The key to success here, IRI believes, is to support both current and future leaders, particularly those underrepresented in politics – such as women and youth. One way IRI is doing so is through an internship program IRI launched earlier this year. Through the program, IRI placed four female college graduates – Hanane, Mariam A., Asma and Mariam S. – at the regional council of Guelmim-Oued Noun, an underdeveloped region in southern Morocco.

Supporting Current and Future Leaders

During the three-month internship, IRI provided monthly technical trainings, civic education and mentorship to the interns so that they could, in turn, better understand how government should work and provide administrative support to the council’s female elected officials.

Training topics ran the gamut from how to write clear emails, memos and reports to how to consider the differential impact decision-making may have on various segments of the population. The regional council’s vice president, Mohamed, shared that “the training topics were very important for a councilor’s work.” Armed with these practical skills and knowledge, he further noted, “the interns were hard workers and ready to help with anything [the councilors] needed.”

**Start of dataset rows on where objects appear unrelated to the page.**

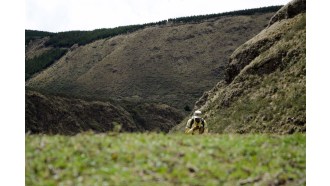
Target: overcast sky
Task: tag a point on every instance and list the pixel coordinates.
(64, 15)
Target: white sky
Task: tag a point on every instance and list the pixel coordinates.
(64, 15)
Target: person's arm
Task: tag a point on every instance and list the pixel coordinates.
(206, 130)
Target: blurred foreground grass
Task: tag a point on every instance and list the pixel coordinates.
(159, 159)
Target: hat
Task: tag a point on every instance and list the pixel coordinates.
(197, 114)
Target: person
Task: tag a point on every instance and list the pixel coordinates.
(196, 124)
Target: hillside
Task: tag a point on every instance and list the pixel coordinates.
(171, 63)
(59, 115)
(265, 85)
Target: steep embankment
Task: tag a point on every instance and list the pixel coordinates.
(265, 87)
(172, 64)
(59, 115)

At the launch of the program, the four interns had little to no political background or experience; IRI selected them due to their high level of motivation and commitment to the program. Though IRI developed this internship opportunity with an eye towards supporting female councilors, the impact on the four young interns has been particularly significant.

A Window into Government

 During the internship, the interns had the unique opportunity to view the day-to-day workings of local government. Interns saw both the opportunity and challenges that women in politics face – even once they have been elected to public office. For example, the interns came face-to-face with the persistent problem of male councilors not valuing female councilors’ presence or opinion, demonstrating the lingering gap between the 2011 constitution’s calls to increase women’s substantive engagement in politics and the extent to which such reforms have actually been put into practice – particularly in more remote areas of Morocco. Asma, for instance, expressed her concern that female councilors are “controlled by men, just like an object.”

Confronting Obstacles

Faced with these challenges, the interns also gained practical experience in working around obstacles. As female councilors, for instance, had limited access to council proceedings, the interns had to adapt to the situation and ensure that the councilors they supported were well situated to respond to pressing needs. Through interactions with the councilors, the program showed Hanane, for instance, that women don’t attend council sessions due to factors “other than simple motivation.” Despite all of this, Hanane told IRI that the program taught the group a “spirit of initiative.” She and the other interns demonstrated their willingness to use this skill by developing a qualitative needs assessment survey and traveling to each of the councilors’ homes to learn more about skills they lack and difficulties of being a counselor.

Overcoming Division

Another major takeaway from the internship, according to Hanane, was an understanding that women must support one another rather than succumb to inter-party divisions in order to advocate effectively for their constituents’ needs and priorities. She suggested that a regional network, similar to IRI’s Women’s Support Network, specifically focused on increasing women’s representation in elected bodies, would alleviate the difficulty of being a female elected official in Morocco. Through continued support for women elected to subnational bodies across Morocco, IRI is working to ensure that women who are interested in politics have the confidence, skills and opportunity to play an active role in Moroccan politics.